How to e-file a tax return?
- Use IRS Free File: If your adjusted gross income is $72,000 or not as you could be able to use the IRS Free File program. The forms do the math for you and provide standard guidance. You can simply do your federal return with these kinds.
- Use an internet tax preparation service or tax applications: Tax prep software and online filing services are options. These choices are an easy way to complete and e-file your forms. Some applications providers charge for their apps, Some are free. The program asks you simple questions about your own life and finances to guide you through the completion of your forms.
- Get free, in-person tax help: In most states, you can find volunteers to help prepare and e-file yields. But eligibility for free aid is normally restricted based on income, and a few services appeal to particular demographic groups. For example, Tax Counseling for the Elderly programs focus primarily on helping filers who are 60 and older.
- Hire a paid preparer: Paid tax preparers, such as CPAs, can e-file returns for you if they are licensed IRS e-file providers. The IRS maintains a record of licensed providers, but you should be aware this option is very likely to be the most costly one.

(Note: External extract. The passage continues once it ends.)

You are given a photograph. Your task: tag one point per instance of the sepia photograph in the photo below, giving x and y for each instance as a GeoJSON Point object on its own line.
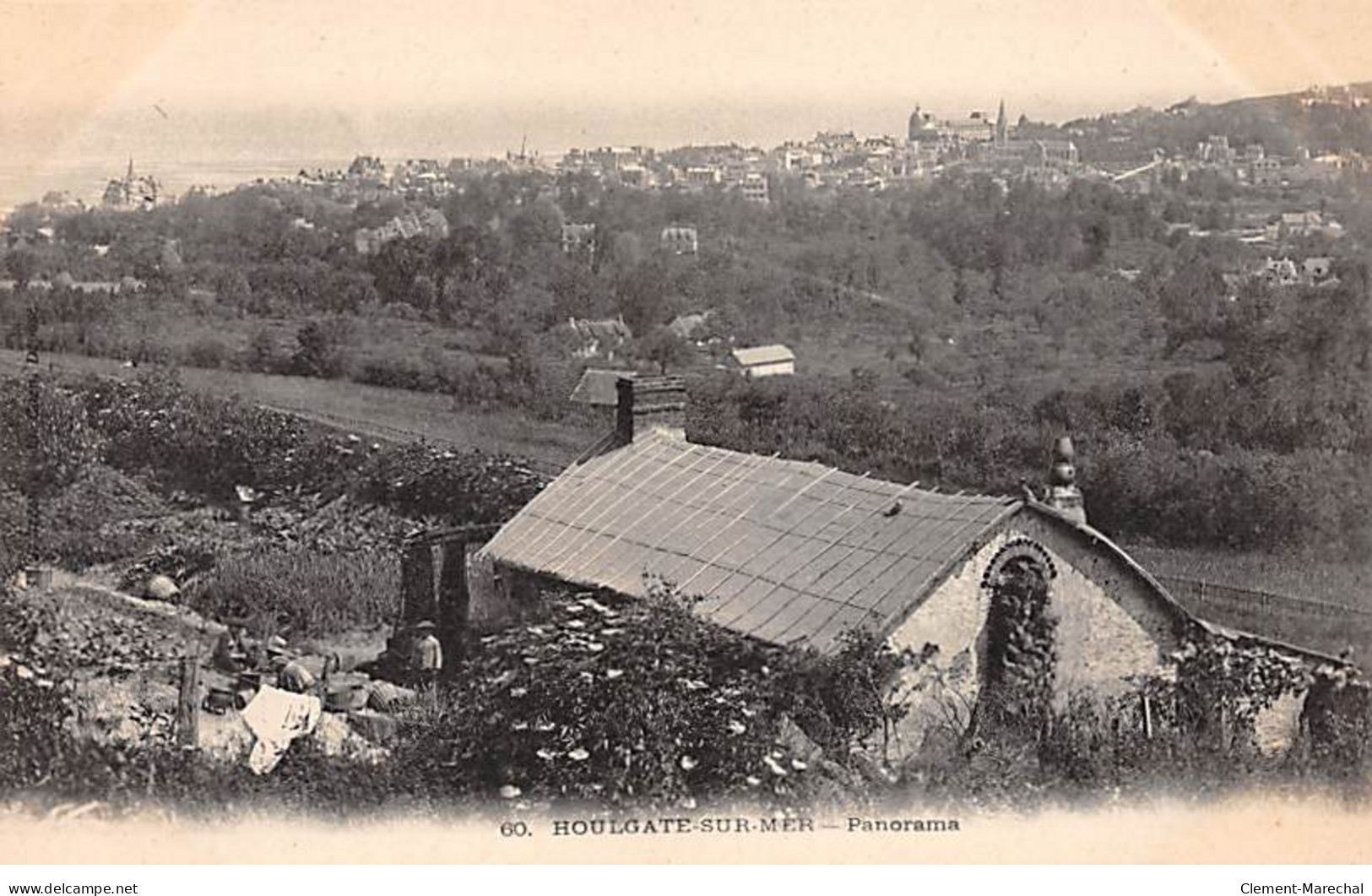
{"type": "Point", "coordinates": [686, 432]}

Employing online tax preparation software is far and away the favored approach of most taxpayers. In fact, the IRS says it expected over four tax returns to be submitted through tax return prep software.
Is e-filing really secure?
While e-filing is suitable, you could be worried about safety — particularly with so many data breaches. But experts agree that this is not a problem that should dissuade you by e-filing.
“In actuality, it may be more secure than paper filing since you’re sending your personal information through an encrypted system as opposed to exposing your data in the mail.”
Dennis Chow, vice president of data security at SCIS Security, explains that the IRS has set safety measures in place to keep your data secure. “Trainers normally use IRS specific APIs that need token sessions,” Chow says. “All of this can be routed over TLS encrypted connections.”
It’s very important to use a trustworthy service to assist you record your taxes. Chow advises to not e-file on a computer or utilize an internet connection that isn’t private.
For most taxpayers, it makes sense to e-file a return since it is the most convenient way to submit your tax information to the IRS and it allows for timely refunds and easy payment options. Just be sure to use tax planning software from a trusted source, so you may ensure the information which you supply to transmit to the IRS is going to be kept secure.